Distribution Policy
Category: Marketing
Most producers use middlemen to bring their products to market. They try to forge a distribution channel. A distribution channel is a set of interdependent organisations involved in the process of making a product or service available for use or consumption by the consumer or industrial user.
Why Use Middlemen?
Why do producers give some of the selling job to middlemen? Doing so means giving up some control over how and to whom the products are sold. But producers gain certain advantages from using middlemen.
Lack of financial resources. Many producers lack the financial resources to carry out direct marketing. Direct marketing would require many producers to become middlemen for the products of other producers in order to achieve mass-distribution economies.
Earn a greater return. Even producers who can afford to set up their own channels can often earn a greater return by increasing their investment in their main business. If a company earns a 20 percent rate of return on manufacturing and foresees only a 10 percent return on retailing, it will not want to do its own retailing.
Better contacts and specialization. The use of middlemen largely boils down to their greater efficiency in making goods available to target markets. Through their contacts, experience, specialization, and scale of operation, middlemen usually offer the firm more than it can achieve on its own.
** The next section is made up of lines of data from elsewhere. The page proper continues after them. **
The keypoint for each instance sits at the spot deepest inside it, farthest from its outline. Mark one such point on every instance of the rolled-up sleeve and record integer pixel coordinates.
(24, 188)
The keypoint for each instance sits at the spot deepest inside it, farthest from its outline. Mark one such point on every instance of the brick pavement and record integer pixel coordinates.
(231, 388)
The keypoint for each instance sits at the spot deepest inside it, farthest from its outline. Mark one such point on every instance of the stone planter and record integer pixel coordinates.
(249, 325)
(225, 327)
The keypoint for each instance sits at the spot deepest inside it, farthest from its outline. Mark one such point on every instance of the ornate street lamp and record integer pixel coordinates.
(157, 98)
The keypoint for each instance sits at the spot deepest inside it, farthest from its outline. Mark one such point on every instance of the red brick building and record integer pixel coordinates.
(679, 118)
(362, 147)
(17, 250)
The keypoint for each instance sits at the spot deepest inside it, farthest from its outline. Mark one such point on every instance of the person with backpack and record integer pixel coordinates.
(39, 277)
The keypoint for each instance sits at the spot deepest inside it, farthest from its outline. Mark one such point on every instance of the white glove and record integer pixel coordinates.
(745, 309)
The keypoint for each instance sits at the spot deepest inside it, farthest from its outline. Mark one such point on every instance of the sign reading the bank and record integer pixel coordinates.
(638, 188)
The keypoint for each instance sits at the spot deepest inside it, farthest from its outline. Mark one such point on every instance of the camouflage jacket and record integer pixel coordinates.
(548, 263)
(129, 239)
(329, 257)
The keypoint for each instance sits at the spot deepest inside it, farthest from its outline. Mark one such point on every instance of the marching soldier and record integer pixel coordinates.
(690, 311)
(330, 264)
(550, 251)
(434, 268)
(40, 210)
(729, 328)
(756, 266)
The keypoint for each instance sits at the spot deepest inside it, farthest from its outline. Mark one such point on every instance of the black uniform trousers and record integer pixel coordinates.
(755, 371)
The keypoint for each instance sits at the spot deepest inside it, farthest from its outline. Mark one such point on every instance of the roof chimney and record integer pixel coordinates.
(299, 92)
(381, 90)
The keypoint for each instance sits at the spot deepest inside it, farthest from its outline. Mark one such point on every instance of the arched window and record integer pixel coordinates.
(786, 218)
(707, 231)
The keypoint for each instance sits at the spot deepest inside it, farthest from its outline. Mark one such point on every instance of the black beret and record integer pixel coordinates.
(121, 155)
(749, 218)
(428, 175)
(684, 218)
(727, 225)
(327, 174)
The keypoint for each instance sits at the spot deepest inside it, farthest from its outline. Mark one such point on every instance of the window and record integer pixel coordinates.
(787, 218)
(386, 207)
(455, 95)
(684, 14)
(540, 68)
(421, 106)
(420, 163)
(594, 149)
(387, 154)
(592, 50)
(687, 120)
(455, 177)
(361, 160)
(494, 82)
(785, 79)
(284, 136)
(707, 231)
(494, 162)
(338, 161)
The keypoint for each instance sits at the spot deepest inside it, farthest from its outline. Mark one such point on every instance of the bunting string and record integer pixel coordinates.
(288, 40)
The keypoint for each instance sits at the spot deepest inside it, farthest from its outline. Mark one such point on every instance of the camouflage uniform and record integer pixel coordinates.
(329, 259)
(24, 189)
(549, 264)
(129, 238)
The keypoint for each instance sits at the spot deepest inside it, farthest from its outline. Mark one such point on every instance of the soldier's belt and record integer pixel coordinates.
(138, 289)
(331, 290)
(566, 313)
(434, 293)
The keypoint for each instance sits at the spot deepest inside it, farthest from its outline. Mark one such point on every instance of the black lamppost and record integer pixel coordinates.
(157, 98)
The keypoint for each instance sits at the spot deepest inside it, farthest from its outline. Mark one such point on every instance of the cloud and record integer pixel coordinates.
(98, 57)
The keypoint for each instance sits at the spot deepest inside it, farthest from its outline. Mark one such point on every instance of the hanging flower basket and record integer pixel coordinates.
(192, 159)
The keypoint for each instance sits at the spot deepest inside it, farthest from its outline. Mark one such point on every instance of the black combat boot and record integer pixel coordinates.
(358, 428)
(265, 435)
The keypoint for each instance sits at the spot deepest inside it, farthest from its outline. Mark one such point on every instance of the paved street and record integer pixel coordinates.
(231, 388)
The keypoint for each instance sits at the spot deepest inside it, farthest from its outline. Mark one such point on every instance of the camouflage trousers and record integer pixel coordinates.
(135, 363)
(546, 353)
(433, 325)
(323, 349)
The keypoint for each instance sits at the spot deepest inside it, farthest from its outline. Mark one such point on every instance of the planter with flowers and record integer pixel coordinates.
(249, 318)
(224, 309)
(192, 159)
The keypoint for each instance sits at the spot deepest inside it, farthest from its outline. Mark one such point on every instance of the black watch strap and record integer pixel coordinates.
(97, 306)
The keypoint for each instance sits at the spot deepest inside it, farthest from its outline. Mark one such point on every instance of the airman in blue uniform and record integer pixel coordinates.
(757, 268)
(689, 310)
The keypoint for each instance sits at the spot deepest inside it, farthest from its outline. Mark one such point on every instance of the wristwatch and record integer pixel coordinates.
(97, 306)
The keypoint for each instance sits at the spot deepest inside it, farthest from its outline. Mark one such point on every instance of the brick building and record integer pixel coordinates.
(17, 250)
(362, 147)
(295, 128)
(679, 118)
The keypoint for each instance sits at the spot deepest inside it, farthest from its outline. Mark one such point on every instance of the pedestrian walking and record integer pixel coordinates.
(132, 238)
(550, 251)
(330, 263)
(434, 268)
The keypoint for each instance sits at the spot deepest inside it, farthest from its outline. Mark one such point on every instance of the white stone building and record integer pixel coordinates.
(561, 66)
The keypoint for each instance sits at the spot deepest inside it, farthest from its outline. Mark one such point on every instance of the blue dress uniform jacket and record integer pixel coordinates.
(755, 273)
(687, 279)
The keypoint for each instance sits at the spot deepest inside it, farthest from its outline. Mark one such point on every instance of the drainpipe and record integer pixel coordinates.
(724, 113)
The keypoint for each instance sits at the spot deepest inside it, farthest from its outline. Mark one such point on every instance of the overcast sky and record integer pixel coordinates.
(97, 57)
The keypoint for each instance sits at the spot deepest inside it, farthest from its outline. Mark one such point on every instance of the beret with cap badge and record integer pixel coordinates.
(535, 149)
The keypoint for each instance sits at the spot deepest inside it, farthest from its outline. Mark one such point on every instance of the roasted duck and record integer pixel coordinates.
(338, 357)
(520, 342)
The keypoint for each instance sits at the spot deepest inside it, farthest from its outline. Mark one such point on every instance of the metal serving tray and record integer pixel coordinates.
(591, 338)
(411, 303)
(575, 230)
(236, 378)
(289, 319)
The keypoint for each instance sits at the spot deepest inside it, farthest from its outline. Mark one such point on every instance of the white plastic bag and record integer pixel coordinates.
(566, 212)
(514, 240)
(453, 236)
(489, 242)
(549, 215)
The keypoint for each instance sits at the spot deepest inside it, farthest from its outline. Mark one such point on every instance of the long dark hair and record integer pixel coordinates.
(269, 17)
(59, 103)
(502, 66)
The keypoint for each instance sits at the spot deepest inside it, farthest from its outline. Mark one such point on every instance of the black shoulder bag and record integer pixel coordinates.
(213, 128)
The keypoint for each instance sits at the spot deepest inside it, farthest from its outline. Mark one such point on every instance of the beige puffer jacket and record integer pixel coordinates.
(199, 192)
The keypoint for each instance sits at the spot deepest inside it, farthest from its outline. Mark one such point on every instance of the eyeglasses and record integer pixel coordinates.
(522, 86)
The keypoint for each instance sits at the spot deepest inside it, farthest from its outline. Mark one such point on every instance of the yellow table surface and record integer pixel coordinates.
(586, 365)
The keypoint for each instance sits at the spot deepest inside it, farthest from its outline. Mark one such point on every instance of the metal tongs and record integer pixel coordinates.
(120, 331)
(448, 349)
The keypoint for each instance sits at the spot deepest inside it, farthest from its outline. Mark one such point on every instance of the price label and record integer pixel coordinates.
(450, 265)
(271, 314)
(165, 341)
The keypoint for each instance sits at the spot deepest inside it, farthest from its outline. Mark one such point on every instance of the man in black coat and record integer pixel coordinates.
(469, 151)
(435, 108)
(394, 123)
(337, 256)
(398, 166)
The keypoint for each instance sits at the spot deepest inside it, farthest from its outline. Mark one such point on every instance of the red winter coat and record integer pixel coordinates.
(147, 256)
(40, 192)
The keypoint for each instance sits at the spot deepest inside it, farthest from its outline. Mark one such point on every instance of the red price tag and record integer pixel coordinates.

Create broader assortments of products. From the economic system’s point of view, the role of middlemen is to transform the assortment of products made by producers into the assortments wanted by consumers. Producers make narrow assortments of products in large quantities. But consumers want broad assortments of products in large quantities. In the distribution channels, middlemen buy the large quantities of many producers and break them down into the smaller quantities and broader assortments wanted by consumers. Thus, middlemen play an important role in matching supply and demand.